Despite all this research into Benford’s law, there is very little research into whether it has any impact on human behaviour, even though an implication of all this evidence for Benford’s law is that people are constantly exposed to it. In this assignment we will test one idea about how it might affect human behaviour, that it might influence our memories even if we are not consciously aware that low first digits are more common.

Things that are familiar tend to be easier to remember, so if low first digits are more familiar to us (due to us being exposed to them more) perhaps we have will have better memory for numbers starting with low first digits. To test this, we will set up an experiment of our ability to recognize numbers we have seen before, and examine if we have better memory for numbers starting with low first digits.

Method

Participants

A total of 327 students from analytic thinking course participated as part of a class experiment. Additional students participated but either did not complete the experiment or did not consent to having their data analysed. Of these 189 were female, 138 were male and they had a mean age 19.4 years).

Materials

Sets of nine question and their answers were generated for nine different domains. For example, for the domain “areas of countries” the nine questions were:

1. The Total Area (square kilometres) of Greece ANSWER: 131940

The Total Area (square kilometres) of Gabon ANSWER: 267667
The Total Area (square kilometres) of Poland ANSWER: 312685
The Total Area (square kilometres) of Cameroon ANSWER: 475440
The Total Area (square kilometres) of Madagascar ANSWER: 587040
The Total Area (square kilometres) of South Sudan ANSWER: 619745
The Total Area (square kilometres) of Chile ANSWER: 756950
The Total Area (square kilometres) of Pakistan ANSWER: 803940
The Total Area (square kilometres) of Tanzania ANSWER: 945087

Domains used were areas of countries, electricity consumption, homicide rates, GND, road deaths, number of protestants, populations, birth rates, and square roots. These domains were selected because there is evidence that Benford’s law applies to them and we doubt participants came into the experiment knowing the answers to questions in these domains. Each answer in a domain started with a different first digit, and the order of questions was randomized for each participant.

Procedure

During tutorials for the class Analytic Thinking at the University of Sydney participants completed the experiment individually on computers. They then completed the experiment in a set of steps.

In Step 1 participants were given nine question with their correct numerical answers and given 15 seconds to study each one. All nine question came from the same, randomly chosen, domain. Each answer starting with a different first digit (1-9). This step setup the recognition test in Step 3.

In Step 2 participants were presented with four or five question from a different domain and again given 15 seconds to study each. This step setup the recall test in Step 4.

In Step 3 participants received the same nine questions as they received in Step 1, but the answers were either the same as they saw in Step 1 or different. Participants were instructed to:

“Please try to recall the answer to the following question.
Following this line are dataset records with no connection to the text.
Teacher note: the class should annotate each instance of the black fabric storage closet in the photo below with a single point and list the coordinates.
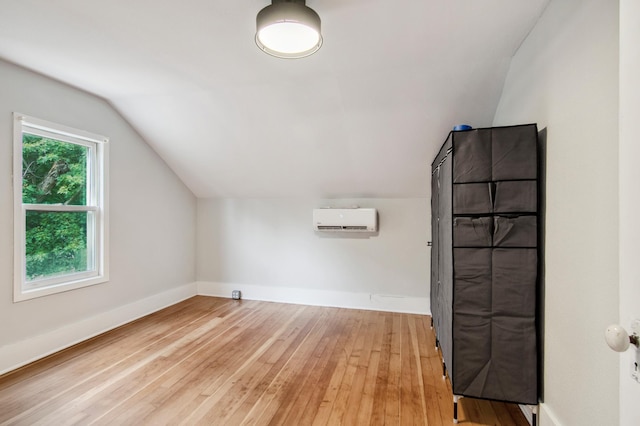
(484, 262)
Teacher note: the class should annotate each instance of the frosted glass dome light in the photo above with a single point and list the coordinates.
(288, 29)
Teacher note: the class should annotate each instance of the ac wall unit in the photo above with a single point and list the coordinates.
(345, 220)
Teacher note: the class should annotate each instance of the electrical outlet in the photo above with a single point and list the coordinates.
(635, 352)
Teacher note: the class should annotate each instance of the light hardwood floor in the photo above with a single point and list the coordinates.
(216, 361)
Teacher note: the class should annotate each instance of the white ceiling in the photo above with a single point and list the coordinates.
(363, 117)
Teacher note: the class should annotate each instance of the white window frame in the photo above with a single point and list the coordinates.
(97, 203)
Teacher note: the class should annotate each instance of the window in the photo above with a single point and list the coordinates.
(60, 208)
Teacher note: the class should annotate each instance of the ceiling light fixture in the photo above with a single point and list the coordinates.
(288, 29)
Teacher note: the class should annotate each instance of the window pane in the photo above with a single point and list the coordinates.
(56, 243)
(53, 172)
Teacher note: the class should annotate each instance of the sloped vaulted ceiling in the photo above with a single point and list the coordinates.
(362, 117)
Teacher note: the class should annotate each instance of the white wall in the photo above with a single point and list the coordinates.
(629, 199)
(152, 221)
(267, 248)
(565, 78)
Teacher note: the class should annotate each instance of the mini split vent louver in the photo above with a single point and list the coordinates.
(345, 220)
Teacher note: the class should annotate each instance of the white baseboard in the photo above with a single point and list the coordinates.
(547, 417)
(17, 354)
(331, 298)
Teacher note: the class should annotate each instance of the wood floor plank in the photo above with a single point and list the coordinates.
(219, 361)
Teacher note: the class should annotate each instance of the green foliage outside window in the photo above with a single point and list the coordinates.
(54, 172)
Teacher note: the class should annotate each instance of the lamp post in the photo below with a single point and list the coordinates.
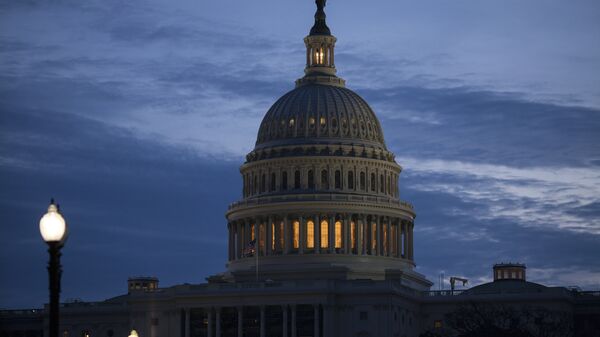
(54, 231)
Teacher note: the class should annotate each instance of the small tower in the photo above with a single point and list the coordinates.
(320, 55)
(509, 271)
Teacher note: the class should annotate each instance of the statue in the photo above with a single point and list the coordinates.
(321, 4)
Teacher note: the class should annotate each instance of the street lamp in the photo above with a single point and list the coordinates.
(54, 231)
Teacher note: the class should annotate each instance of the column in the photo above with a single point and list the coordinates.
(410, 241)
(359, 233)
(328, 320)
(285, 323)
(209, 322)
(346, 233)
(405, 232)
(263, 331)
(317, 321)
(331, 228)
(218, 322)
(240, 240)
(269, 236)
(287, 235)
(240, 321)
(186, 328)
(246, 233)
(317, 234)
(380, 242)
(294, 329)
(398, 238)
(302, 242)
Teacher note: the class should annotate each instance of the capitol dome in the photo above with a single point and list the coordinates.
(320, 195)
(318, 113)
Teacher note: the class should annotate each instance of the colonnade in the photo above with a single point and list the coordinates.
(292, 320)
(351, 234)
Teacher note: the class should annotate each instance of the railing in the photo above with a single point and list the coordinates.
(443, 292)
(321, 197)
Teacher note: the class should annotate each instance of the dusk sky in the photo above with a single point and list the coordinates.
(136, 115)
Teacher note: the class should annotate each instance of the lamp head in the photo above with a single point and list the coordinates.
(53, 226)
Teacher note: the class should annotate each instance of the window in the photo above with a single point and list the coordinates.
(385, 238)
(272, 236)
(353, 234)
(351, 180)
(373, 182)
(284, 181)
(324, 234)
(338, 234)
(362, 181)
(311, 179)
(296, 229)
(373, 238)
(310, 234)
(261, 237)
(324, 180)
(297, 179)
(273, 182)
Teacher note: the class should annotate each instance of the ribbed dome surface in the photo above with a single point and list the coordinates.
(318, 114)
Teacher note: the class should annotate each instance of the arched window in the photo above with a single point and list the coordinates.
(338, 234)
(324, 180)
(296, 233)
(297, 179)
(310, 234)
(273, 182)
(353, 235)
(351, 180)
(362, 181)
(284, 180)
(373, 182)
(324, 234)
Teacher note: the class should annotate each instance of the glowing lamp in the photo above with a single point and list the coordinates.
(53, 226)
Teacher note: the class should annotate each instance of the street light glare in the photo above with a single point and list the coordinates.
(52, 225)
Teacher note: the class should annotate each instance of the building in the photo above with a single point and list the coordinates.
(319, 245)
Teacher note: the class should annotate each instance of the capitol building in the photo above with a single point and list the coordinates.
(320, 243)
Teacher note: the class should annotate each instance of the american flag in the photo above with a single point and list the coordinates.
(250, 249)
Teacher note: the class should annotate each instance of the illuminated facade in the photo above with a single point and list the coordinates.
(320, 244)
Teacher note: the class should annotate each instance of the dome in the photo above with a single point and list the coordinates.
(317, 113)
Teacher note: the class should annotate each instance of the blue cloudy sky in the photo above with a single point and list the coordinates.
(136, 115)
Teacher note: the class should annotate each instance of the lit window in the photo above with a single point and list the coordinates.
(310, 234)
(338, 234)
(272, 236)
(296, 234)
(324, 234)
(353, 234)
(262, 236)
(373, 237)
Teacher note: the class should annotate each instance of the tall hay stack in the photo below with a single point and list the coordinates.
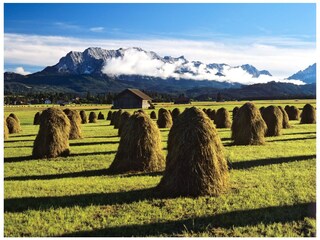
(285, 118)
(117, 119)
(222, 118)
(153, 115)
(175, 113)
(92, 117)
(234, 112)
(53, 136)
(140, 147)
(123, 119)
(248, 128)
(83, 116)
(195, 163)
(109, 115)
(36, 119)
(272, 116)
(5, 129)
(164, 119)
(308, 114)
(75, 123)
(100, 116)
(13, 125)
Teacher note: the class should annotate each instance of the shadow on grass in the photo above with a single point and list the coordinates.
(93, 143)
(268, 215)
(299, 133)
(268, 161)
(82, 200)
(291, 139)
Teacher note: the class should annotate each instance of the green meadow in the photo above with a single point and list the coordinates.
(272, 187)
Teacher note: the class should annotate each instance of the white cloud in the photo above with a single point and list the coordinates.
(97, 29)
(281, 56)
(20, 70)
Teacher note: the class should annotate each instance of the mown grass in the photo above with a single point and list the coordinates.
(272, 190)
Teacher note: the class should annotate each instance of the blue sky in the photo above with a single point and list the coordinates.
(227, 27)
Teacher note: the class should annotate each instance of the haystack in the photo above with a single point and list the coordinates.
(212, 114)
(140, 147)
(123, 119)
(308, 114)
(164, 119)
(112, 119)
(153, 115)
(234, 112)
(285, 118)
(5, 129)
(83, 116)
(100, 116)
(92, 117)
(272, 116)
(248, 128)
(109, 115)
(75, 123)
(222, 118)
(13, 125)
(36, 119)
(117, 119)
(195, 163)
(175, 113)
(294, 113)
(15, 117)
(53, 136)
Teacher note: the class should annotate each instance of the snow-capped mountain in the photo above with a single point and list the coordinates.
(136, 61)
(307, 75)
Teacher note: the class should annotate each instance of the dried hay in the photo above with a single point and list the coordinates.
(140, 147)
(53, 136)
(248, 128)
(308, 114)
(195, 163)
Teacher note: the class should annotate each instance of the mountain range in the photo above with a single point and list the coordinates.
(98, 70)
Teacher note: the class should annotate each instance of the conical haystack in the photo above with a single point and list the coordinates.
(248, 128)
(117, 119)
(164, 119)
(5, 129)
(36, 119)
(100, 116)
(75, 123)
(92, 117)
(285, 118)
(222, 118)
(272, 116)
(308, 114)
(195, 163)
(83, 116)
(140, 147)
(123, 119)
(13, 125)
(153, 115)
(109, 115)
(53, 136)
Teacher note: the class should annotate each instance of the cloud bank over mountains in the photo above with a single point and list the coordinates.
(281, 56)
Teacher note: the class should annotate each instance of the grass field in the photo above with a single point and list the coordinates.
(272, 192)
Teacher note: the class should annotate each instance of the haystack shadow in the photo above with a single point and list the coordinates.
(268, 215)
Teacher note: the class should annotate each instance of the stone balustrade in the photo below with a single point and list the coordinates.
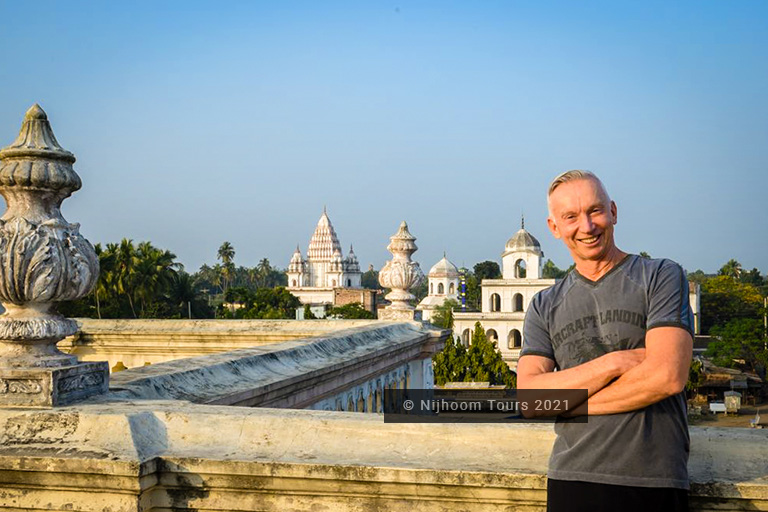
(166, 455)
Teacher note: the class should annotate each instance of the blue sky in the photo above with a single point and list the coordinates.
(199, 122)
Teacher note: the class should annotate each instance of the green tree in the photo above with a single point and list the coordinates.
(754, 278)
(732, 268)
(449, 365)
(739, 341)
(697, 276)
(182, 292)
(724, 298)
(226, 254)
(695, 376)
(355, 310)
(486, 270)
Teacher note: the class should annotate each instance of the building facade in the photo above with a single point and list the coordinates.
(505, 301)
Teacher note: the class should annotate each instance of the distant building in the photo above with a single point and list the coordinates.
(321, 277)
(443, 285)
(505, 300)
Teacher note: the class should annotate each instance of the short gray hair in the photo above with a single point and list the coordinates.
(576, 174)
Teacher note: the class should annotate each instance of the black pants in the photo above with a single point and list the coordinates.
(568, 496)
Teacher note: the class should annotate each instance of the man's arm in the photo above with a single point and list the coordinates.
(663, 373)
(537, 372)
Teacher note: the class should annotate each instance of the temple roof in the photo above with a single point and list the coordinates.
(324, 242)
(444, 268)
(523, 241)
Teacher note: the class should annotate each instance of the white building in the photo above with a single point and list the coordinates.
(505, 300)
(443, 284)
(314, 279)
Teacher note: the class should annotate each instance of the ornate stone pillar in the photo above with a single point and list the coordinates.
(400, 274)
(43, 259)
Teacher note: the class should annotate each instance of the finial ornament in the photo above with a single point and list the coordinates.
(43, 260)
(401, 274)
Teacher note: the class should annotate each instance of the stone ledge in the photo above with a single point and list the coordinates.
(283, 374)
(160, 455)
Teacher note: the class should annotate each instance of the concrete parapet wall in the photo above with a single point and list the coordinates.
(154, 456)
(292, 374)
(137, 342)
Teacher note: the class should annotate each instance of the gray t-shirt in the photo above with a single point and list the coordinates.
(578, 320)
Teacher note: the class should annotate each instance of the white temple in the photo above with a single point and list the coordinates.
(505, 300)
(443, 285)
(313, 279)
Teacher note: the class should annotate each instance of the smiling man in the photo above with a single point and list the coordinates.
(619, 326)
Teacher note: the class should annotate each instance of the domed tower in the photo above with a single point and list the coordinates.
(443, 285)
(522, 256)
(335, 270)
(444, 279)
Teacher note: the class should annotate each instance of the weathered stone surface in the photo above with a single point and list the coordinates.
(293, 374)
(163, 455)
(53, 386)
(137, 342)
(401, 274)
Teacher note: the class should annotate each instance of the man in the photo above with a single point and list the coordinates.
(619, 326)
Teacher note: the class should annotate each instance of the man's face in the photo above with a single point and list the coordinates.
(582, 215)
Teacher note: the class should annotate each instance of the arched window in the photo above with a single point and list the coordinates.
(514, 340)
(520, 268)
(495, 302)
(517, 302)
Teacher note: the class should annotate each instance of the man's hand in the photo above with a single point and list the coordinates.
(663, 373)
(537, 372)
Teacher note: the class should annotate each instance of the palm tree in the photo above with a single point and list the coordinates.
(182, 290)
(105, 283)
(155, 272)
(125, 263)
(263, 269)
(226, 254)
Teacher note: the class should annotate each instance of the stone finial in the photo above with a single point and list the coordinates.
(43, 260)
(401, 274)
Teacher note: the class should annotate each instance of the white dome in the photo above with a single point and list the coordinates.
(444, 268)
(522, 241)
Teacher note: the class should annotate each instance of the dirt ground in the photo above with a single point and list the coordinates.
(740, 420)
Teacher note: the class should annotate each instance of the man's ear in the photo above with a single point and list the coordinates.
(553, 227)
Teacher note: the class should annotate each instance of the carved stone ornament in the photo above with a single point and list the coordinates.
(401, 274)
(43, 258)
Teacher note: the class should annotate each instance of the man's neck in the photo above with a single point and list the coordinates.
(594, 270)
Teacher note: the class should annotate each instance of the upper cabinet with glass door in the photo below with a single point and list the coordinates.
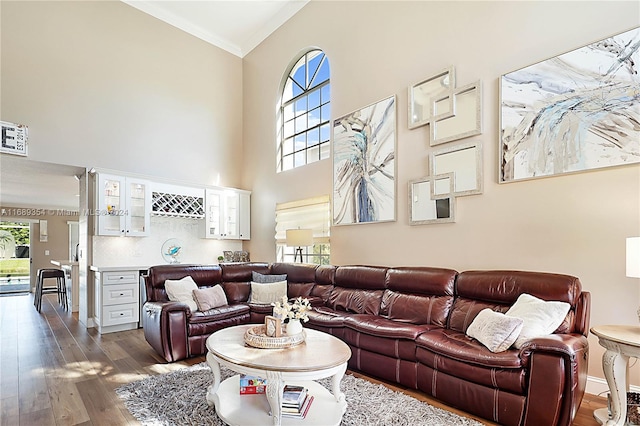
(227, 214)
(124, 206)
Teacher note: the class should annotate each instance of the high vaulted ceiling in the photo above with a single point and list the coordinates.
(236, 26)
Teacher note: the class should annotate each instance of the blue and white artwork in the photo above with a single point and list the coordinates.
(574, 112)
(364, 151)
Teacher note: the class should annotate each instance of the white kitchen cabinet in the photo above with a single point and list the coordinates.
(227, 214)
(123, 206)
(116, 301)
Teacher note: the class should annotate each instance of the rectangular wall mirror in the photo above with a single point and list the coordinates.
(424, 207)
(422, 94)
(466, 119)
(464, 163)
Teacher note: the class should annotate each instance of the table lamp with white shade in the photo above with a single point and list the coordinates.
(633, 259)
(299, 238)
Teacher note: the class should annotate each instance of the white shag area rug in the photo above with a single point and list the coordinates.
(179, 398)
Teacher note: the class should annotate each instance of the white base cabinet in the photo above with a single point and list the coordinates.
(117, 301)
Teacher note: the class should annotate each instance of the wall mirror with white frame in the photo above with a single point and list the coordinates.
(464, 163)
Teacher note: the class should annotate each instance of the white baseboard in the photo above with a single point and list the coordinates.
(598, 386)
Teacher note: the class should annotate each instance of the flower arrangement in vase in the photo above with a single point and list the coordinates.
(292, 311)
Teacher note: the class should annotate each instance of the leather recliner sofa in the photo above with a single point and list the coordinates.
(405, 325)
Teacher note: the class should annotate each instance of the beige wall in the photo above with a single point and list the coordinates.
(573, 224)
(101, 84)
(57, 243)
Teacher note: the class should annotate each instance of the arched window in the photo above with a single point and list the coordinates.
(304, 113)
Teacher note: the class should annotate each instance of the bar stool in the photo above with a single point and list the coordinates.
(60, 288)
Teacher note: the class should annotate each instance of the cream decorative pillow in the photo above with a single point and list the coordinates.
(495, 330)
(182, 291)
(209, 298)
(540, 317)
(267, 293)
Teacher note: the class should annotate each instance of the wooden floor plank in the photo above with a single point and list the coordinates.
(67, 375)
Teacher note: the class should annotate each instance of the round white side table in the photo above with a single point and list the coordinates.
(621, 342)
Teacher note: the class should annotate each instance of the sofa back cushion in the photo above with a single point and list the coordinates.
(236, 279)
(498, 290)
(358, 289)
(203, 275)
(418, 295)
(300, 277)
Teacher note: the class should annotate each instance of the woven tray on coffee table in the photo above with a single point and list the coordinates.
(257, 338)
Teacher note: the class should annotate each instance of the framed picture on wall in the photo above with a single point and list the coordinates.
(573, 112)
(364, 164)
(14, 138)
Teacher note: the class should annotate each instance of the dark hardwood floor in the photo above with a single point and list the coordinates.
(53, 371)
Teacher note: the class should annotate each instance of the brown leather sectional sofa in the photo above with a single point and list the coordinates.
(405, 325)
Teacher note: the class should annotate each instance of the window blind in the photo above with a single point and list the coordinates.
(311, 213)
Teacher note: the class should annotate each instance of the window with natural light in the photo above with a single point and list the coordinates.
(304, 113)
(313, 214)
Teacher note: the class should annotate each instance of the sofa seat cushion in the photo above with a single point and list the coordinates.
(457, 345)
(220, 313)
(327, 317)
(512, 380)
(382, 327)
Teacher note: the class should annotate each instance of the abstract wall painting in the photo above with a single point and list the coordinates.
(364, 166)
(574, 112)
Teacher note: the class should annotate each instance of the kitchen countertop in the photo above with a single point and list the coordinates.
(97, 268)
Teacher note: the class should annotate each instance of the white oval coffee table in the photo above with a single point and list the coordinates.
(320, 356)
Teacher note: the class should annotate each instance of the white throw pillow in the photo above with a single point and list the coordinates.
(182, 291)
(540, 317)
(209, 298)
(267, 293)
(495, 330)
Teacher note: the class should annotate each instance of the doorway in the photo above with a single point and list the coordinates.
(15, 257)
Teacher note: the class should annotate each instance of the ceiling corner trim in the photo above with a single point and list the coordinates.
(182, 24)
(284, 14)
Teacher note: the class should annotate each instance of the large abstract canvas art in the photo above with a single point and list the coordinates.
(364, 150)
(574, 112)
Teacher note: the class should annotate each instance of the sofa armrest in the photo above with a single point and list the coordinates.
(557, 378)
(165, 328)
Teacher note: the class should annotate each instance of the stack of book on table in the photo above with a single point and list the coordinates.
(250, 385)
(295, 401)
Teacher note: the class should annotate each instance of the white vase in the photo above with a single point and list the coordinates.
(294, 326)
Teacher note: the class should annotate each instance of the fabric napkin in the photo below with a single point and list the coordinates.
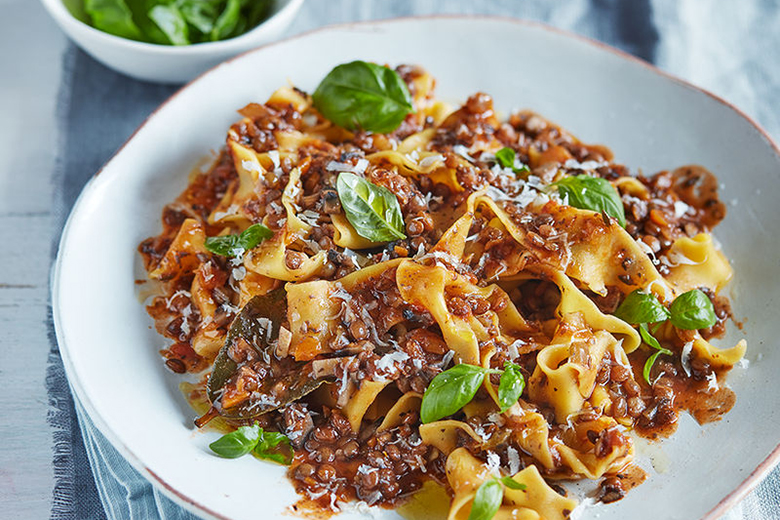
(731, 48)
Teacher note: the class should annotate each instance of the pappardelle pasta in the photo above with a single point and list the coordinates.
(386, 292)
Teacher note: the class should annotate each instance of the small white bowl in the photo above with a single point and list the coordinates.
(168, 63)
If you recognize the answer as correct then click ‘yes’, if you do not recognize it then click ‘no’. If don't know the answer, then give your best guess.”

We varied whether the answers were the same or different to ones given in Step 1. Randomly, either the answers starting with odd first digits were the same, or those with even first digits were the same. Incorrect answers had the same magnitude as the correct answers, but the first digit was increased by 2 (note that 9 became 1, and 8 became 2) and subsequent digits were randomly changed.

Participants were also asked how confident they were that each of their answers was correct. They were asked “How confident are you that your response is correct?” and answered with one of five options: ”Not at all”, “Slightly”, “Moderately”, “A lot”, or “Extremely” arranged along a line.

In Step 4 participants were asked to recall the answers to all nine of the questions used in the domain given in Step 2. Data from this task is not included as part of this assignment, so it will not be further described.

Hypotheses

We proposed four hypotheses. First, we have to verify that participants showed some evidence of having correct memories of the items they had to recognize. This predicts that people’s performance on items that test recognition memory will be above chance, thus

Hypothesis 1: Participants’ total recognition scores will be higher than chance.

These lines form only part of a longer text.